Background to DISM
What is DISM
Solaris Dynamic Intimate Shared Memory (
DISM) provides shared memory that is dynamically resizable. DISM means that applications can respond to changes in memory availability by dynamically increasing or decreasing the size of optimized shared memory segments. The first major application to support
DISM was Oracle9i - Oracle9i uses
DISM for its dynamic System Global Area (SGA) capability.
The Origins of DISM
Many applications, and especially databases, use shared memory to cache frequently-used data (the buffer cache) and for interprocess communication. Solaris provides an optimized shared memory capability known as Intimate Shared Memory (ISM), and all major databases take advantage of it.
ISM benefits
ISM offers a number of benefits over standard System V shared memory:
1. ISM shared memory is automatically locked by the kernel when the segment is created. This not only ensures that the memory cannot be paged out, it also allows the kernel to use a fast locking mechanism when doing I/O into or out of the shared memory segment, thereby saving significant CPU time.

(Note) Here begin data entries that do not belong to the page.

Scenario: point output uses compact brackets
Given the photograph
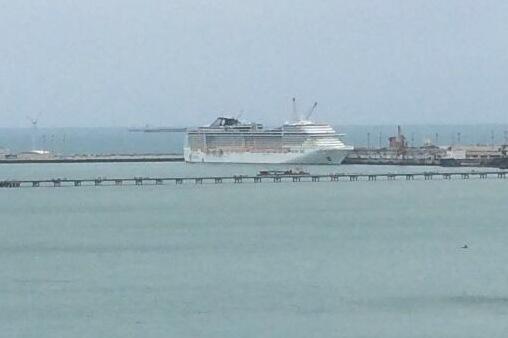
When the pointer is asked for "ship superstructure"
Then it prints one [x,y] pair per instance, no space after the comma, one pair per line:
[227,140]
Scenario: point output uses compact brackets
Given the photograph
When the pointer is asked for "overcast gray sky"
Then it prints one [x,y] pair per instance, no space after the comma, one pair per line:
[126,62]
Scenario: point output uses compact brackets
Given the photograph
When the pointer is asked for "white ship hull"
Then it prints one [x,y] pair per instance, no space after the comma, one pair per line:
[315,156]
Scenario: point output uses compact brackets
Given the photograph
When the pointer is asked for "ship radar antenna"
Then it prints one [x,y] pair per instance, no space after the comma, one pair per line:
[295,113]
[311,110]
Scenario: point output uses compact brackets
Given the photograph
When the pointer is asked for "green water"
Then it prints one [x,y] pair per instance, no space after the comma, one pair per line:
[347,259]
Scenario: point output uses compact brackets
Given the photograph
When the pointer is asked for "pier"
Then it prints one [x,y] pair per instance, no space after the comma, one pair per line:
[239,179]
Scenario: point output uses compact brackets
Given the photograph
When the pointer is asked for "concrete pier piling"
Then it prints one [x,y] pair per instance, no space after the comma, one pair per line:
[138,181]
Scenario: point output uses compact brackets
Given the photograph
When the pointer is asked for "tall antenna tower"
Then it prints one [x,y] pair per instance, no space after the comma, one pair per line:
[34,122]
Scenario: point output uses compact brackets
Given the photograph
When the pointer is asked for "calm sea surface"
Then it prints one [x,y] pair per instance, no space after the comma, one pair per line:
[347,259]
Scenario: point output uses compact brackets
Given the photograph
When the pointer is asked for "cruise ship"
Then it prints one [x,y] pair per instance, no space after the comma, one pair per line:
[227,140]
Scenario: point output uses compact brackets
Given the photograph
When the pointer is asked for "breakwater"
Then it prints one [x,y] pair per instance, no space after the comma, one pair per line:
[238,179]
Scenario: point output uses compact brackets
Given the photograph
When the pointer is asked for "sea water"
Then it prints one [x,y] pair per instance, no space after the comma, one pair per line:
[325,259]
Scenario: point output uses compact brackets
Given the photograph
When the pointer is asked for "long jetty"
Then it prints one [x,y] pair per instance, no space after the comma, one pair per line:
[237,179]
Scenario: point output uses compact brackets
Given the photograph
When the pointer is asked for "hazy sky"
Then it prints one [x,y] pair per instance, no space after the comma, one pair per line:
[163,62]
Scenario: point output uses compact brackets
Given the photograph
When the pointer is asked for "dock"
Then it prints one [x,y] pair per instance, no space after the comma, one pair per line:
[91,158]
[238,179]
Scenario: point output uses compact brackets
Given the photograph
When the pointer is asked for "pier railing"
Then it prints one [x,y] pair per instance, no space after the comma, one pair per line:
[238,179]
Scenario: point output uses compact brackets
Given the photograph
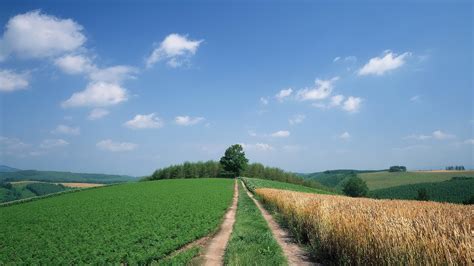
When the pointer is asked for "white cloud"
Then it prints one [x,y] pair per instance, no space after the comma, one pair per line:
[187,120]
[75,64]
[144,121]
[321,90]
[11,81]
[280,134]
[297,119]
[66,130]
[176,49]
[345,136]
[352,104]
[36,35]
[53,143]
[97,113]
[380,65]
[97,94]
[440,135]
[109,145]
[282,94]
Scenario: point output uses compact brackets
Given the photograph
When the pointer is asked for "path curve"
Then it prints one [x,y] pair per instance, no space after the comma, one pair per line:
[214,253]
[293,253]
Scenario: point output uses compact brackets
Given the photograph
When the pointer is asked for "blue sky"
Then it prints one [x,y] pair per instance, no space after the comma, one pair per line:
[127,88]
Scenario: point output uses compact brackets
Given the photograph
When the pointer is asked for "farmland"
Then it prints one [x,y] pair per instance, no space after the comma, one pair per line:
[254,183]
[379,180]
[376,232]
[129,223]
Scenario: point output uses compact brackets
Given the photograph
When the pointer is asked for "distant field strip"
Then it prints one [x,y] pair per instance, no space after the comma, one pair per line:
[356,231]
[130,223]
[379,180]
[254,183]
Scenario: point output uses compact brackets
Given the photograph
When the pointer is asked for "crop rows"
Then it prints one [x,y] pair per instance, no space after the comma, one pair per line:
[376,232]
[130,223]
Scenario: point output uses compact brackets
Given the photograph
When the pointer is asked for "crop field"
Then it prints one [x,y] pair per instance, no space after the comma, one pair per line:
[254,183]
[252,242]
[358,231]
[379,180]
[454,191]
[130,223]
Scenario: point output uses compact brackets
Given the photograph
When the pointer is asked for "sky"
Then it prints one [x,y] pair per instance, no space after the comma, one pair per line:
[129,87]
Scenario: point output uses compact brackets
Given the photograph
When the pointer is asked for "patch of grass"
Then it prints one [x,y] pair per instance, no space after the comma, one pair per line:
[379,180]
[252,242]
[134,223]
[254,183]
[454,191]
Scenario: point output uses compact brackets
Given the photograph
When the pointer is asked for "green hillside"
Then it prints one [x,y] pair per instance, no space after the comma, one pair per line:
[56,176]
[456,190]
[379,180]
[133,223]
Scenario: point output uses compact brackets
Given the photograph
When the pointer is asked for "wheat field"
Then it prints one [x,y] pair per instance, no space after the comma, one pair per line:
[377,232]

2. Kernel virtual-to-physical memory address translation structures, are shared between processes that attach to the shared memory, saving kernel memory and CPU time.
3. Large pages, supported by the UltraSPARC Memory Management Unit (MMU), are automatically allocated for ISM segments (as of Solaris 2.6 OS). Large pages can reduce the number of memory pointers by a factor of 512. This reduction in complexity translates into noticeable performance improvements, especially on systems with large amounts of memory.

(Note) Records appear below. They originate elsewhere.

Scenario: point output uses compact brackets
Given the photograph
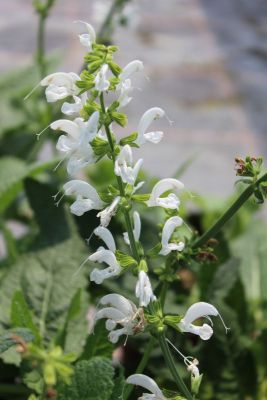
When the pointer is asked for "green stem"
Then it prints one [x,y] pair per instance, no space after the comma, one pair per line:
[169,361]
[215,229]
[127,218]
[141,366]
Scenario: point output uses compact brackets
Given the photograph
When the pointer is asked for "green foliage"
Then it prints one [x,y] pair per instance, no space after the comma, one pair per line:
[92,380]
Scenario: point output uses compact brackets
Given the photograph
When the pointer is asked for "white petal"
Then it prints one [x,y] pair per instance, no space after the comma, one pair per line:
[164,185]
[60,79]
[129,69]
[110,313]
[106,236]
[198,310]
[147,383]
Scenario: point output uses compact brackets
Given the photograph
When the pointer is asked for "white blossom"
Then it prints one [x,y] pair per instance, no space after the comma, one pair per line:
[124,165]
[101,81]
[121,312]
[147,383]
[87,39]
[146,120]
[87,197]
[136,229]
[60,85]
[170,225]
[131,68]
[163,186]
[143,289]
[76,144]
[108,212]
[196,311]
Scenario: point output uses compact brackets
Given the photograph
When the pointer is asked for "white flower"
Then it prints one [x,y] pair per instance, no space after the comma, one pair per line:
[170,225]
[196,311]
[60,85]
[122,312]
[73,109]
[147,383]
[76,143]
[124,165]
[164,185]
[87,197]
[101,81]
[87,39]
[106,215]
[148,117]
[143,290]
[131,68]
[136,229]
[125,89]
[105,255]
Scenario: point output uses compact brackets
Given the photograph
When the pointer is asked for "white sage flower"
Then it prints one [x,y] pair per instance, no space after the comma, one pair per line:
[143,289]
[76,144]
[131,68]
[125,89]
[124,165]
[104,255]
[87,39]
[60,85]
[196,311]
[101,81]
[108,212]
[146,120]
[163,186]
[73,109]
[136,229]
[123,313]
[87,197]
[170,225]
[147,383]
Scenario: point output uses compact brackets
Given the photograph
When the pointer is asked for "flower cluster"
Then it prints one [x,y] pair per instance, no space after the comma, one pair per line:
[88,136]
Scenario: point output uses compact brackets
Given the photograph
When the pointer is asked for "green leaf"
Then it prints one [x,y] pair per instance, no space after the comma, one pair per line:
[12,173]
[125,260]
[34,381]
[21,315]
[97,343]
[46,279]
[12,337]
[129,139]
[92,380]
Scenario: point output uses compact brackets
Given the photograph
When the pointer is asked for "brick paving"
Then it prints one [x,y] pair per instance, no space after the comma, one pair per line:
[207,64]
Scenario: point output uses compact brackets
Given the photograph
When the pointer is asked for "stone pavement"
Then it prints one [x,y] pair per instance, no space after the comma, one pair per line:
[207,64]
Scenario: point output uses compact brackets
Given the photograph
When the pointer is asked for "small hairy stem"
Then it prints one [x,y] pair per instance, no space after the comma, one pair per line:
[169,361]
[215,229]
[127,218]
[141,366]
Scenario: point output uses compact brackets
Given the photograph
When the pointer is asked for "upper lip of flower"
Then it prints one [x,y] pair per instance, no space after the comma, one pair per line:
[160,188]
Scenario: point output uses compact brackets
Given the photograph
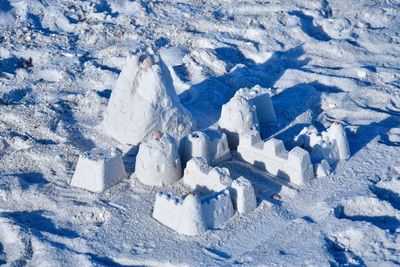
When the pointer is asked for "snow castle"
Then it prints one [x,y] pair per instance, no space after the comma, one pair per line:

4. Since memory is locked, no swap space is needed to back it, thereby saving disk space.
Unfortunately though, ISM segments cannot be resized. To change the size of an ISM database buffer cache, the database must be shutdown and restarted, affecting system availability. For example, removing memory by Dynamic Reconfiguration may require shutting down database instances.
DISM overcomes this limitation. A large
DISM segment can be created when the database boots, with sections of it selectively locked or unlocked as memory requirements change. Instead of the kernel automatically locking
DISM memory, though, locking and unlocking is done by the application (e.g. Oracle).
DISM Performance
When
DISM was first released in Solaris 8 Update 3 (1/01), it inherited a number of the benefits of ISM. In particular:
1. Memory is locked (by the application), preventing paging and allowing I/O to use fast kernel locking mechanisms.
2. Kernel virtual to physical memory address translation structures are shared between processes that attach to the DISM segment, saving kernel memory and CPU time.
In this first release, large MMU pages were not supported. For Solaris 8 systems with 8GB of memory or less, it is reasonable to expect a performance degradation of up to 10% compared to ISM, due to the lack of large page support in
DISM. The actual performance impact will vary, though, according to the amount of shared memory and the frequency of access to it. Sun recommends avoiding
DISM on Solaris 8 either where SGAs are greater than 8 Gbytes in size, or on systems with a typical CPU utilization of 70% or more. In general, where performance is critical,
DISM should be avoided on Solaris 8. As we will see, Solaris 9 Update 2 (the 12/02 release) is the appropriate choice for using
DISM with systems of this type.
Solaris 9 Update 1 (the 9/02 release) introduced large page support for
DISM segments. Tests have shown that, as of this release,
DISM and ISM performance are equivalent. This enhancement is significant - the availability benefits of
DISM can be enjoyed without compromising performance.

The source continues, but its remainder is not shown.